Category: Public Accounting Industry

  • Concerned That A.I. Will Destroy Your Accounting Career? Establish Your Future In The Profession’s One (Obvious) Area Of Job Growth

    The Risk Of Excessive Reliance On AI Functions

    Last week, at TXCPA Houston’s annual Fall Accounting Conference & Technology Symposium (F.A.C.T.S.), speaker after speaker addressed the future prospects of A.I. Although much of the content was optimistic in tone, an undercurrent of concern permeated the presentations.

    Why? It’s likely that A.I. applications will soon be capable of performing many current human functions in accounting and finance. Thus, if you’re a staff auditor who “traces and agrees” numbers that appear on different computer screens, or if you copy numbers from accounting documents to income tax forms, your activities are particularly vulnerable to automation via A.I. systems.

    There is a specific career path within the accounting sector, though, that will likely experience explosive growth because of A.I.’s increasing use. The Symposium speakers referred to it as A.I. Governance and Risk Management.

    Why is that a growth sector? Any new technology that performs an important activity inevitably malfunctions from time to time. Audit assurance activities must thus be applied to it, and measurements must be devised to manage the risk of technical failure. And over time, as any technology grows more proficient at lower-level tasks, it is inevitably applied to higher-level tasks, thereby generating the need for higher-level assurance activities.

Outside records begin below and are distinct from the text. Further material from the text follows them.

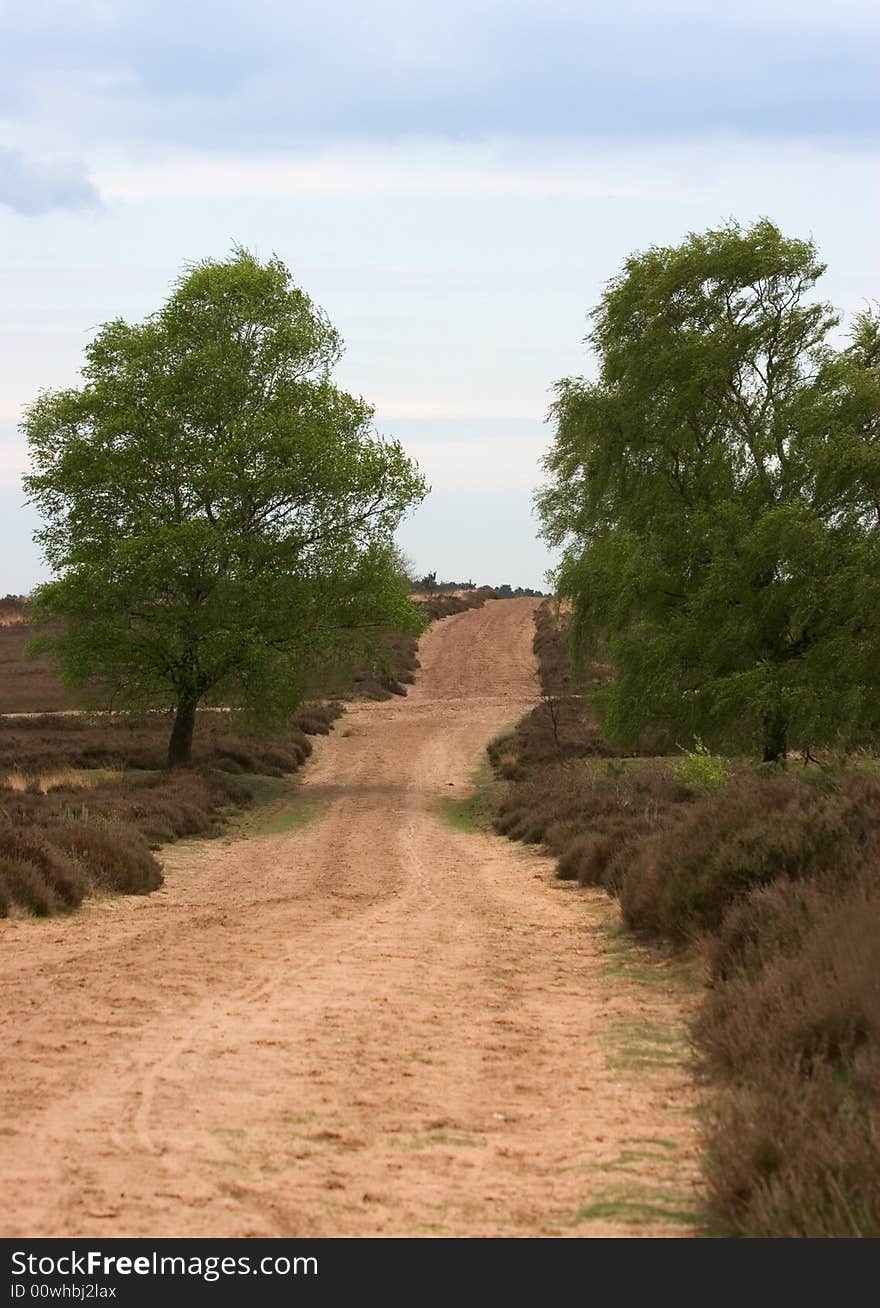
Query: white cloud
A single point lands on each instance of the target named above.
(32, 186)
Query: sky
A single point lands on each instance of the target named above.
(453, 183)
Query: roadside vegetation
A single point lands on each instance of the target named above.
(86, 798)
(709, 756)
(774, 879)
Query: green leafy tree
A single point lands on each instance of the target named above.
(219, 514)
(715, 492)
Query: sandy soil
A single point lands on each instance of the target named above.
(369, 1026)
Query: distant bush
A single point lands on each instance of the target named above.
(701, 769)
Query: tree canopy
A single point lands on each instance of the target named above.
(219, 514)
(715, 493)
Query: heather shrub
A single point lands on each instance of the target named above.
(793, 1036)
(24, 886)
(751, 832)
(114, 856)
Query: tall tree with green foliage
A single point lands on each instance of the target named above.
(219, 514)
(715, 493)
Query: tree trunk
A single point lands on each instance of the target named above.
(776, 735)
(185, 721)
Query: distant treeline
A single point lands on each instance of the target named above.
(429, 582)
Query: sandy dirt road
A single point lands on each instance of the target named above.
(369, 1026)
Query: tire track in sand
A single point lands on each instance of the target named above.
(370, 1026)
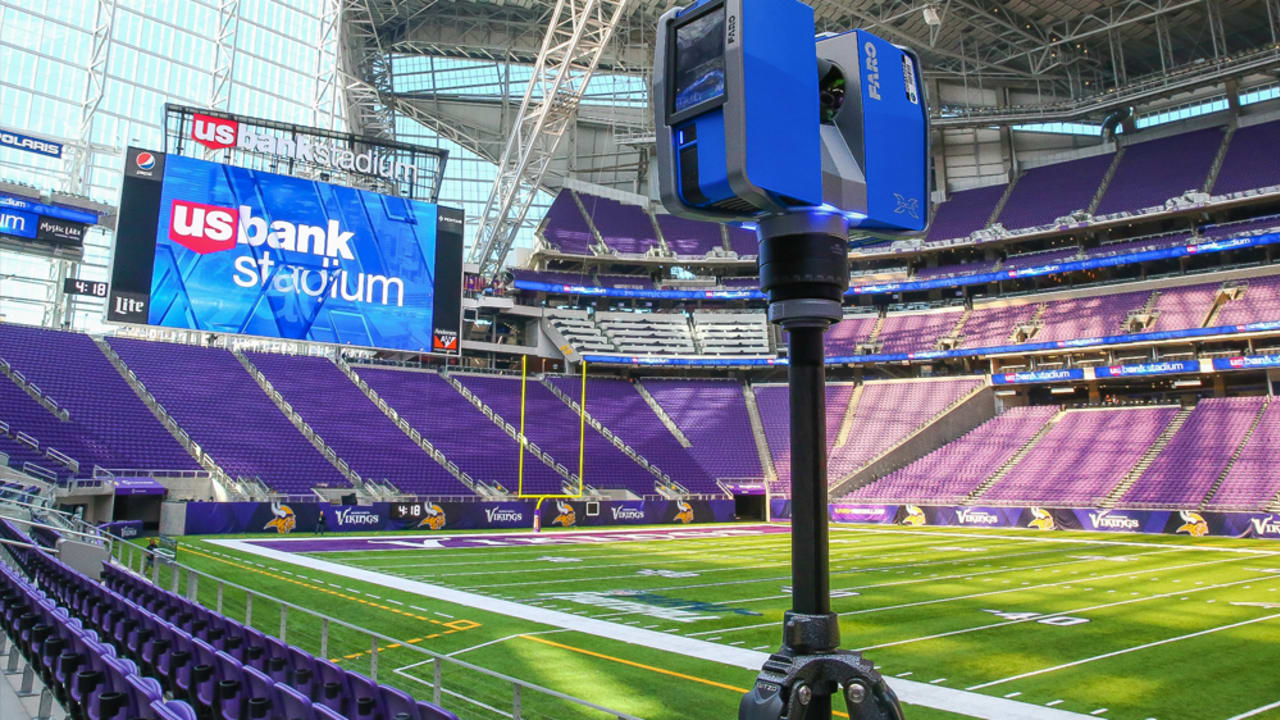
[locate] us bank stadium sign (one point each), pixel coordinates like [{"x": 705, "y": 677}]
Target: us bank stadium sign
[{"x": 412, "y": 171}]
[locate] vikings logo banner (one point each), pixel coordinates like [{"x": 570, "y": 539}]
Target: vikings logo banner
[
  {"x": 434, "y": 516},
  {"x": 283, "y": 520},
  {"x": 565, "y": 515}
]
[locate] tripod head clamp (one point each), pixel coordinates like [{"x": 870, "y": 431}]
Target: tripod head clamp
[{"x": 799, "y": 679}]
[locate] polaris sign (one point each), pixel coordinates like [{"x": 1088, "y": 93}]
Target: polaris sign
[{"x": 17, "y": 141}]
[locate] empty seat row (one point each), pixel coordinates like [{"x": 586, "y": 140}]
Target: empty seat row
[{"x": 224, "y": 669}]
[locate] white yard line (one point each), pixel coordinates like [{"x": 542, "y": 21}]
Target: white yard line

    It may seem ironic that this projected job growth is expected to arise within the assurance function, a traditional service on which the entire public accounting profession was founded in the late 1800s. Nevertheless, if you’re concerned about establishing an accounting career path that is vulnerable to being rendered obsolete by A.I. applications, you may wish to consider a role that addresses the risks of implementing such activities.

    Information about the A.I. Governance and Risk Management functions can be found on the web sites of the Big Four accounting firms and many other assurance practices. Consulting firms outside of the accounting sector publish helpful information too, including those owned by firms in the human resources sector. And more technical information can be found on the web sites of publications that focus on data security and process management.

    Furthermore, to communicate directly with the authors, speakers, and thought leaders of the profession, you might consider attending future conferences of TXCPA Houston. The organization, for instance, has already begun to develop its 2026 Spring Technology & Accounting Resources Summit (S.T.A.R.S.). A.I. topics are sure to play a prominent role in the agenda of that event.

  • Public Accounting Firms: The Impact Of Alternative Practice Structures On The Career Paths Of Young Professionals

    Following A Rotation Path

    Many sources are reporting that the Graduating Class of 2025 is confronting an uncertain employment outlook in the public accounting sector. Some sources are noting, for instance, that firms are expanding their use of AI to complete tasks that were previously assigned to entry level staff accountants.

    There are other explanatory factors, though, that may be contributing to the challenging nature of the current employment outlook. One such factor may be the continuing growth of private capital investments in public accounting firms. Many of these firms are adopting alternative (dual) practice structures, with one business entity focusing on traditional attestation (audit) work, and the other focusing on newer and more profitable advisory (consulting) work. The bulk of the private capital is often invested in the latter entity.

    That may create a potential misalignment between the firms and their newly hired staff accountants. On the one hand, staff auditing and tax positions have traditionally served as the basic training positions for recent accounting graduates to enter the profession. But on the other hand, because the new investment capital is focused on consulting activities, these traditional entry points do not necessarily prepare new hires for long term career paths in advisory services.

    What approach can address this concern? One solution may involve the development of career paths that initially place recent accounting graduates in attestation and tax positions, and that later rotate the young professionals into advisory positions. This policy would maintain the traditional role of staff audit and tax work as the primary entry point into the profession, while providing a subsequent career path into the growth areas of the sector.

    This rotational approach should also prove attractive to young professionals who are inclined to agree with the sentiment that “I only have to prepare a tax return 15 times to know how to do it. I don’t need to do it 15,000 times.” Indeed, an acknowledgement of the need for basic training is embedded in this sentiment. Nevertheless, an acknowledgement of the need for a more value-focused long term career path is embedded therein too.

    Are there concerns about this approach? Certainly, given that firms would be tasked with the burdensome responsibility of developing such employment programs. Likewise, student applicants who seek career paths in the profession would be expected to develop resumes that contain (both) assurance and advisory service expertise.

    Nevertheless, the approach does eliminate the potential misalignment between potential employers and prospective employees. As long as public accounting firms and young professionals can look beyond their short term employment needs, it should be possible to create such long term solutions to these career development challenges.